United Airlines has disclosed a $15 million investment in electric air taxi developer Eve and conditionally agreed to purchase 200 of Eve’s in-development aircraft.
The Chicago-based airline disclosed the deals with Melbourne, Florida-headquartered publicly traded Eve on 8 September. Eve is majority owned by Brazilian aircraft manufacturer Embraer.
“This marks another significant investment from United in flying taxis,” the carrier says, adding that such aircraft have “potential to revolutionise the commuter experience in cities around the world”.
“United’s investment in Eve was driven in part by confidence in the potential growth opportunities in the [urban air mobility] market and Eve’s unique relationship with Embraer, a trusted aircraft manufacturer,” United adds.
The aircraft deal is a “conditional purchase agreement” to acquire 200 of Eve’s four-seat electric vertical take-off and landing (eVTOL) taxis.

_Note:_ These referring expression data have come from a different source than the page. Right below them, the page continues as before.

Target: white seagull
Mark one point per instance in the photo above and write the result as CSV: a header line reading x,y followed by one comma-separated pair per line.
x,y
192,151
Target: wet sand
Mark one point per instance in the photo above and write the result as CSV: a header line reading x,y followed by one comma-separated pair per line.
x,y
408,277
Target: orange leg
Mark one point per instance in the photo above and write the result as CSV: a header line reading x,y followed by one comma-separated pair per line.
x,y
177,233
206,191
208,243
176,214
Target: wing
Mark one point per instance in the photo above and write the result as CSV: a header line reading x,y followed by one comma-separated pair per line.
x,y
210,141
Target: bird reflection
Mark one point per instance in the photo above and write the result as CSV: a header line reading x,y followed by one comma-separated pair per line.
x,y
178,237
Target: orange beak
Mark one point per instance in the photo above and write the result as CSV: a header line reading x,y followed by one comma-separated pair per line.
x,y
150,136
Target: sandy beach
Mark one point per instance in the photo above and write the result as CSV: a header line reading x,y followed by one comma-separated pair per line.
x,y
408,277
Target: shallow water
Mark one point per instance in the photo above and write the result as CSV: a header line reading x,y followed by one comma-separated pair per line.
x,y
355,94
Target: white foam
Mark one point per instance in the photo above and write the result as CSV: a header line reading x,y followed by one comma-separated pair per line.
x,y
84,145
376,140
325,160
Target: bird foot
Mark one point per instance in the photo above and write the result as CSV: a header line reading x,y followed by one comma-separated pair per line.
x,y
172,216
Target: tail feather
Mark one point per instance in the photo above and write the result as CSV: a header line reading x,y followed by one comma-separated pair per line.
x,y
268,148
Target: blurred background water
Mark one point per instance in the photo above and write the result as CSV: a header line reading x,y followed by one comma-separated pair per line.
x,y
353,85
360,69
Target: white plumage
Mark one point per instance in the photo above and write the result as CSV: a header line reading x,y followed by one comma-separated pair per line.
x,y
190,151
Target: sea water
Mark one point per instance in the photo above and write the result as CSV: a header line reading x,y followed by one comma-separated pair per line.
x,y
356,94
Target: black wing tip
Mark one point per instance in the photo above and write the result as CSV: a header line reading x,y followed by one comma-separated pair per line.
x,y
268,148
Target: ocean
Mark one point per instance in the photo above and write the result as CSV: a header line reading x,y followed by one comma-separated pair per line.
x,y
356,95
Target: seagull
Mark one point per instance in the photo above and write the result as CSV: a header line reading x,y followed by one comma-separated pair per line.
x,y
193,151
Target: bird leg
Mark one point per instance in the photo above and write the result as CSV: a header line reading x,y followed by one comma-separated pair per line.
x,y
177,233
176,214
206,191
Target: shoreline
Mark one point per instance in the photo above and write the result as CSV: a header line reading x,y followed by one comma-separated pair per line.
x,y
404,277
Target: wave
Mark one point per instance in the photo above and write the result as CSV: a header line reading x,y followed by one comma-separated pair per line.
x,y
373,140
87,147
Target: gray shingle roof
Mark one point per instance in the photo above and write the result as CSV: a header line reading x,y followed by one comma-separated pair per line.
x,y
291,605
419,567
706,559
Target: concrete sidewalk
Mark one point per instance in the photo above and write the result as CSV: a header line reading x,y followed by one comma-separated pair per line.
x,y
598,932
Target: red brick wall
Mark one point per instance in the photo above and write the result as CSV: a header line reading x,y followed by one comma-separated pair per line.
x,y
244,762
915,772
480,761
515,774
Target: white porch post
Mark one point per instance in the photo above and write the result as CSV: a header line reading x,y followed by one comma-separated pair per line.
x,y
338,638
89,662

United also secured options to buy a further 200 of Eve’s taxis.
It expects deliveries of the novel design could begin as soon as 2026.
“United’s investment in Eve reinforces the trust in our products and services and strengthens our position in the North American market,” says Eve co-chief executive Andre Stein.
United does provide additional details about the investment and did not immediately respond to a request for more information. It intends to join Eve in studying the “development, use and applications” of air taxis.
Michael Leskinen, president of United Airlines Ventures, the company’s in-house technology investment arm, frames the Eve deal as reflecting United’s commitment to achieving so-called “net zero” carbon emissions by 2050.
United has been an early supporter of the burgeoning but unproven air taxi sector. In February 2021, the airline said it agreed to purchase 200 of an eVTOL being developed by Eve competitor Archer Aviation.
The eVTOL agreements remain subject to considerable uncertainty, including the developers’ success in achieving regulatory certifications for their designs.
Eve’s conceptual four-seat aircraft will have 54nm (100km) of range, the company says. The design includes conventional wings, with rotors and pusher props.
Eve has long stressed the importance of its relationship with Embraer, saying the Brazilian airframer’s engineering and certification support will provide valuable assistance with the difficult process of achieving regulatory acceptance.
United says its deal with Eve also “includes access to Embraer’s service centres, parts warehouses and field service technicians”.
“Upon entry into service, United could have its entire eVTOL fleet serviced by Eve’s agnostic service and support operations,” the airline adds.